Foreign Minister Igor Ivanov warned yesterday that Russia will not reduce its nuclear-weapons stockpiles if the United States deploys a missile-defense system.
His warning, delivered first at the United Nations in New York, and later to President Clinton in Washington, came as a U.N. human rights panel in Geneva called for an investigation of purported Russian war crimes in Chechnya.
Mr. Ivanov met with Mr. Clinton at the White House and was to meet today with Secretary of State Madeleine K. Albright on the flap over nuclear disarmament and missile defenses.
Russian President-elect Vladimir Putin recently won parliamentary approval of the START II arms-reduction treaty as well as the Comprehensive Nuclear Test Ban Treaty.
Russian approval of both arms-control accords is conditioned on there being no change in the 1972 Anti-Ballistic Missile (ABM) Treaty, which bans deployment of a missile shield to knock down incoming warheads.
“Our position is our security will be better protected if the treaty is kept intact,” Mr. Ivanov told reporters after meeting Mr. Clinton for a half-hour in the Oval Office.
Mr. Ivanov said he gave Mr. Clinton a letter from Mr. Putin saying that he was interested in “constructive relations and dynamic relations in all areas of our interaction,” and wanted a dialogue on security issues, regional conflicts and bilateral relations, primarily economic issues.
He said while the overall balance in U.S.-Russian relations has been positive in recent years, “it is quite natural” that the two countries will have disagreements, “sometimes of a major scale.”
Mr. Clinton expressed interest in Mr. Putin’s plans for economic reform and steps to deal with crime and corruption and strengthening the rule of law, said Mike Hammer, a spokesman for the White House National Security Council.
But he said the U.S. side would not give up trying to convince Russia that a national missile defense would not represent a threat to the strategic arms balance.
START II, ratified by the U.S. Senate in 1996, had languished in Russia under previous President Boris Yeltsin. The Senate recently rejected the test-ban treaty.
Facing strong Republican congressional backing for a limited missile defense against rogue states such as North Korea or Iraq, Mr. Clinton is expected to make a decision on deployment of a National Missile Defense (NMD) later this year.
While most early tests of anti-missile missiles have ended in failure, the program has aroused concern in China and Russia that the United States is seeking to become the sole nuclear superpower, immune to any retribution.
European allies of the United States are also concerned that they could be left outside any nuclear shield or that arms-control mechanisms will be undermined.

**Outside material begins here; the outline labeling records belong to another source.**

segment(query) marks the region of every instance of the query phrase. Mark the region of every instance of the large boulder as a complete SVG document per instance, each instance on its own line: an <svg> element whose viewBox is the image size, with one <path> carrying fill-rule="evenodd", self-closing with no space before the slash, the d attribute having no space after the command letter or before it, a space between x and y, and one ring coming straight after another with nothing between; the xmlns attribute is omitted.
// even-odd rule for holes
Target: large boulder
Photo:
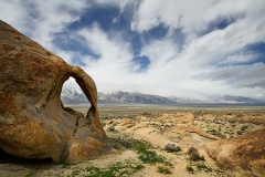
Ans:
<svg viewBox="0 0 265 177"><path fill-rule="evenodd" d="M91 108L64 107L61 91L72 76ZM0 21L0 148L24 158L78 163L110 146L99 123L97 90L78 66Z"/></svg>
<svg viewBox="0 0 265 177"><path fill-rule="evenodd" d="M235 176L265 176L265 128L205 145L209 155Z"/></svg>

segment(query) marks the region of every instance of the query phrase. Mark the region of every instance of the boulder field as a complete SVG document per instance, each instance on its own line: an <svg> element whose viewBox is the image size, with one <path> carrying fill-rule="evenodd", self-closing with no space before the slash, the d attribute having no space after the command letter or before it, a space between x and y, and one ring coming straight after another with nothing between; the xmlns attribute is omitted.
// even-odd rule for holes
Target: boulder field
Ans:
<svg viewBox="0 0 265 177"><path fill-rule="evenodd" d="M64 107L62 86L74 77L91 108ZM97 90L78 66L0 21L0 148L24 158L78 163L112 149L99 123Z"/></svg>

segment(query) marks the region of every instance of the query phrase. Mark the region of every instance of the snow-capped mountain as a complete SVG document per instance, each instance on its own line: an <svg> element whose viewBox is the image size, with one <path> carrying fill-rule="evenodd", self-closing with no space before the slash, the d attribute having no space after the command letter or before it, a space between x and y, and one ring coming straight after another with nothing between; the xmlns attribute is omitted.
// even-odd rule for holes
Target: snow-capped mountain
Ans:
<svg viewBox="0 0 265 177"><path fill-rule="evenodd" d="M78 87L63 87L61 98L64 104L88 103L85 94ZM265 105L265 102L243 96L224 95L211 102L192 100L178 96L158 96L142 93L112 92L98 93L98 103L102 104L248 104Z"/></svg>

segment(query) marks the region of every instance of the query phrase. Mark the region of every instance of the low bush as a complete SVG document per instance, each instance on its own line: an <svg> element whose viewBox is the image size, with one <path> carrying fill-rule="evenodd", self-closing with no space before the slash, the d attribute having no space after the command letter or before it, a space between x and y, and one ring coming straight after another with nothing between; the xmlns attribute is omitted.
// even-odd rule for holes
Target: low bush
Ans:
<svg viewBox="0 0 265 177"><path fill-rule="evenodd" d="M177 146L176 144L169 143L165 146L165 150L167 150L169 153L173 153L173 152L180 152L181 148L180 148L180 146Z"/></svg>
<svg viewBox="0 0 265 177"><path fill-rule="evenodd" d="M166 166L166 165L158 166L158 171L160 174L172 174L171 168L169 166Z"/></svg>

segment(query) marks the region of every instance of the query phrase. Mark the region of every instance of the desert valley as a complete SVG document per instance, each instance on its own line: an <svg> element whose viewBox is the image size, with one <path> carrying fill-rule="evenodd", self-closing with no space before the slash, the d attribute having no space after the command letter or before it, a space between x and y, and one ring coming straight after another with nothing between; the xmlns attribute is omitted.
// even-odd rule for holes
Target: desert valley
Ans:
<svg viewBox="0 0 265 177"><path fill-rule="evenodd" d="M85 114L88 105L72 107ZM99 112L112 152L78 164L6 154L2 176L264 176L265 107L104 104ZM244 143L259 154L244 152L241 140L225 142L248 134L254 147ZM244 150L236 156L233 149Z"/></svg>

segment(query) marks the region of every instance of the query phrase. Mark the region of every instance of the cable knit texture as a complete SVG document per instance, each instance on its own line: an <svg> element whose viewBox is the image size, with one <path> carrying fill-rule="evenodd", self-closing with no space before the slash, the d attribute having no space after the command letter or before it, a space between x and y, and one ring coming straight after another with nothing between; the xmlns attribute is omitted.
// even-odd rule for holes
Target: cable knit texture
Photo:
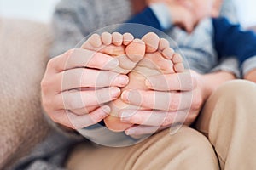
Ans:
<svg viewBox="0 0 256 170"><path fill-rule="evenodd" d="M27 154L49 129L40 81L51 37L45 25L0 19L0 169Z"/></svg>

Mr. Ivanov’s speech at the U.N. conference on the nuclear Non-Proliferation Treaty (NPT) put Russia in clear opposition to the NMD, which would require amending the ABM Treaty.
“One has to be fully aware of the fact that the prevailing system of arms control agreements is a complex and quite fragile structure,” Mr. Ivanov said. “Once one of its key elements has been weakened, the entire system is destabilized.”

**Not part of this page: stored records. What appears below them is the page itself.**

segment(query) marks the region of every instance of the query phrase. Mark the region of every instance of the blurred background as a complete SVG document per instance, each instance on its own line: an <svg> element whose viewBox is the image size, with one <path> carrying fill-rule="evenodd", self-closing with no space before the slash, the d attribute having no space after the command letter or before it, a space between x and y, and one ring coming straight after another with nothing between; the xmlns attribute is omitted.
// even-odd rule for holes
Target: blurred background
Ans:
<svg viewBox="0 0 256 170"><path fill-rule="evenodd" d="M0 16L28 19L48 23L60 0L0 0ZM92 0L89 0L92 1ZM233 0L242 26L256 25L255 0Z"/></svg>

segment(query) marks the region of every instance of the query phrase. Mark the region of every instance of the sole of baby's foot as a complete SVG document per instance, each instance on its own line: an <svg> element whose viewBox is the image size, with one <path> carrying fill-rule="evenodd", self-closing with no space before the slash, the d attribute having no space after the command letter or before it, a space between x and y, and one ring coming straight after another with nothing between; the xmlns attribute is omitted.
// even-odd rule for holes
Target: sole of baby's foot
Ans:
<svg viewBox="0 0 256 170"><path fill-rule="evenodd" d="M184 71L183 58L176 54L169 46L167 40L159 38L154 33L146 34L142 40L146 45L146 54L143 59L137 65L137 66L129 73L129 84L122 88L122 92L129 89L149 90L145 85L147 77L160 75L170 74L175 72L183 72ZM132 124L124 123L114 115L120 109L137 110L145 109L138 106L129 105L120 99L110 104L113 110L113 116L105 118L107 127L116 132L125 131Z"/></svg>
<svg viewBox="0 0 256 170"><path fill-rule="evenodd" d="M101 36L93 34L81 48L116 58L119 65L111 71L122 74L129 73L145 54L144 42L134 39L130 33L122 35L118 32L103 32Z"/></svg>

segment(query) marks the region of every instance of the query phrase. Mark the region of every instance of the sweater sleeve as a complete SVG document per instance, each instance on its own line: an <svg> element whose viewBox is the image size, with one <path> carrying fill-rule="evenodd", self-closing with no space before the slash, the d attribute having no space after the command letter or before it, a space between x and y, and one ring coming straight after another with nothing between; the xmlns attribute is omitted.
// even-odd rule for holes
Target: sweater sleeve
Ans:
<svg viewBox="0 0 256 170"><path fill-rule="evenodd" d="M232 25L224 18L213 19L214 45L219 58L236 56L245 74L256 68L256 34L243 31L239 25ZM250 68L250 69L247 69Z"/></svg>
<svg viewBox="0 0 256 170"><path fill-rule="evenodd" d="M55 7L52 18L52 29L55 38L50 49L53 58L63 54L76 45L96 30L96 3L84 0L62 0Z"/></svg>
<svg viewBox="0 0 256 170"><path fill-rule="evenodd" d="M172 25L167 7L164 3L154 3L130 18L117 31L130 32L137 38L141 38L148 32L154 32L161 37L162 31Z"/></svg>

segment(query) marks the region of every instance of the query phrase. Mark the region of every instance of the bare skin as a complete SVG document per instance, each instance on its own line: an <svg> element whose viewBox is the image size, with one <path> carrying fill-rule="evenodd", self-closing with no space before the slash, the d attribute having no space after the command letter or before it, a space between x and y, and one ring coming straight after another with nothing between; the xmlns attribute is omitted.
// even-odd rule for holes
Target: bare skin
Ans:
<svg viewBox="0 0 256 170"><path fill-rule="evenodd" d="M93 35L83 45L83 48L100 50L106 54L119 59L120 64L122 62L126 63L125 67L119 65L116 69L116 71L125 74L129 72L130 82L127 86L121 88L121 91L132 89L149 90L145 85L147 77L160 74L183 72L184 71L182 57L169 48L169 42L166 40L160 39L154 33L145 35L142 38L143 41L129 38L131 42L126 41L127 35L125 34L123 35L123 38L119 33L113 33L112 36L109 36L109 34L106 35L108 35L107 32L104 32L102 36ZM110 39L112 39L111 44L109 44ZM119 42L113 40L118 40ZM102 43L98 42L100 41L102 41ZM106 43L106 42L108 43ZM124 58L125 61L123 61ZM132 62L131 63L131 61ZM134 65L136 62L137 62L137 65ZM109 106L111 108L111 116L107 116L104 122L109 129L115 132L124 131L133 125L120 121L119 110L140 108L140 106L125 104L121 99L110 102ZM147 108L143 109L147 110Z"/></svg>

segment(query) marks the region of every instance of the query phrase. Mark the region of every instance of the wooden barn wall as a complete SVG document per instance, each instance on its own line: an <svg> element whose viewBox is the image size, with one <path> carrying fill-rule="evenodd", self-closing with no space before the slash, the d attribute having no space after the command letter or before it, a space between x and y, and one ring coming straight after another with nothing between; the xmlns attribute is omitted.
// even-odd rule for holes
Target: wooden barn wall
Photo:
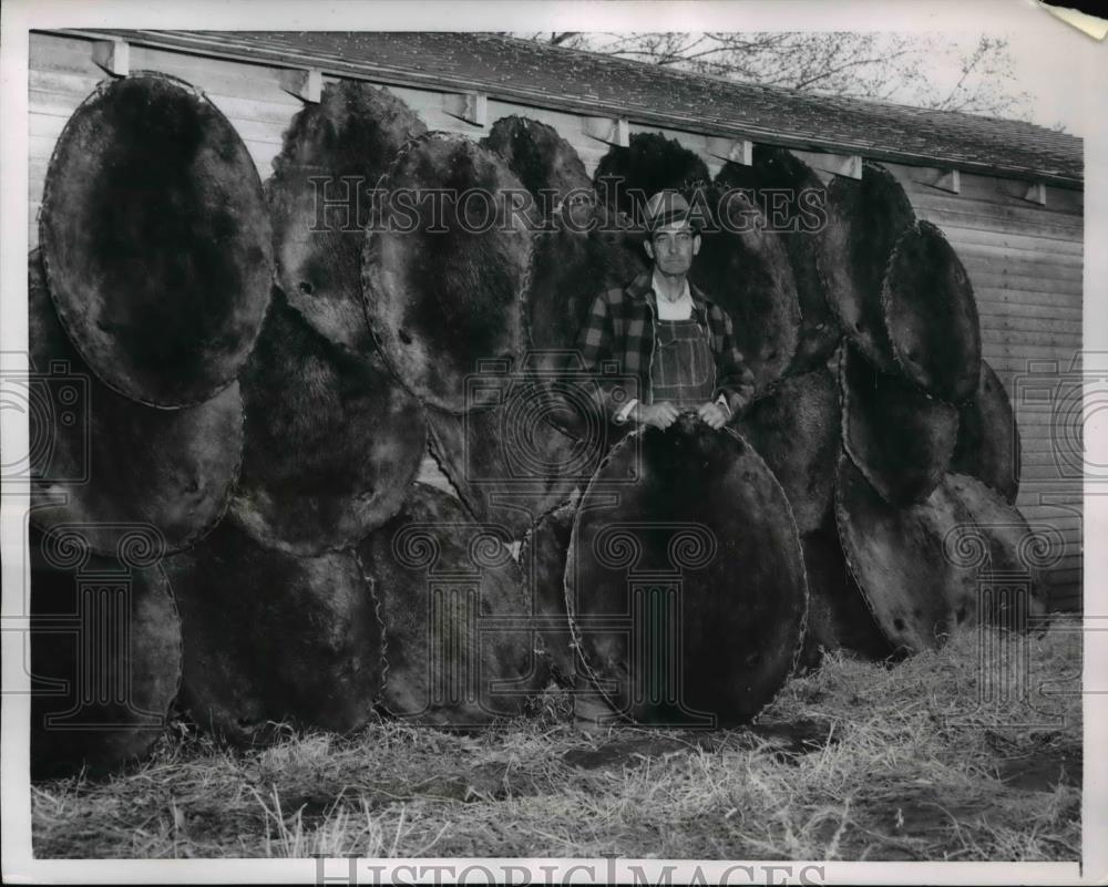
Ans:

“The collapse of the ABM Treaty would, therefore, undermine the entirety of disarmament agreements concluded over the last 30 years,” he concluded.
Baker Spring of the Heritage Foundation said that the United States should not give in to Russian pressure to defer the missile-defense system.
“The Senate should not allow a missile system for America to be held hostage to false choices about arms control,” wrote Mr. Spring in a Heritage policy paper last week.
However Spurgeon M. Keeny Jr., president of the Arms Control Association, a group favoring reducing weapons stockpiles, said that the United States should not build NMD and that fears of North Korea and other rogue states have been deliberately exaggerated.
“The world looks in disbelief at the spectacle of the only remaining superpower cringing in terror at the prospect that a weak, impoverished North Korea might develop a missile capable of reaching the United States, and wonders what the true U.S. motives are in seeking a NMD,” wrote Mr. Keeny last week.
Also yesterday, the U.N. Human Rights Commission in Geneva accused Russia of widespread violations in Chechnya and called on Moscow to investigate charges by human rights groups that Russian troops had murdered and raped Chechens during a bloody campaign to crush Muslim separatists.
U.S. officials welcomed the measure.
State Department spokesman James P. Rubin said the United States, like the commission, wanted a full Russian investigation that met international standards into reports of rights violations during its military campaign in the mostly Muslim region on Russia’s southwestern flank.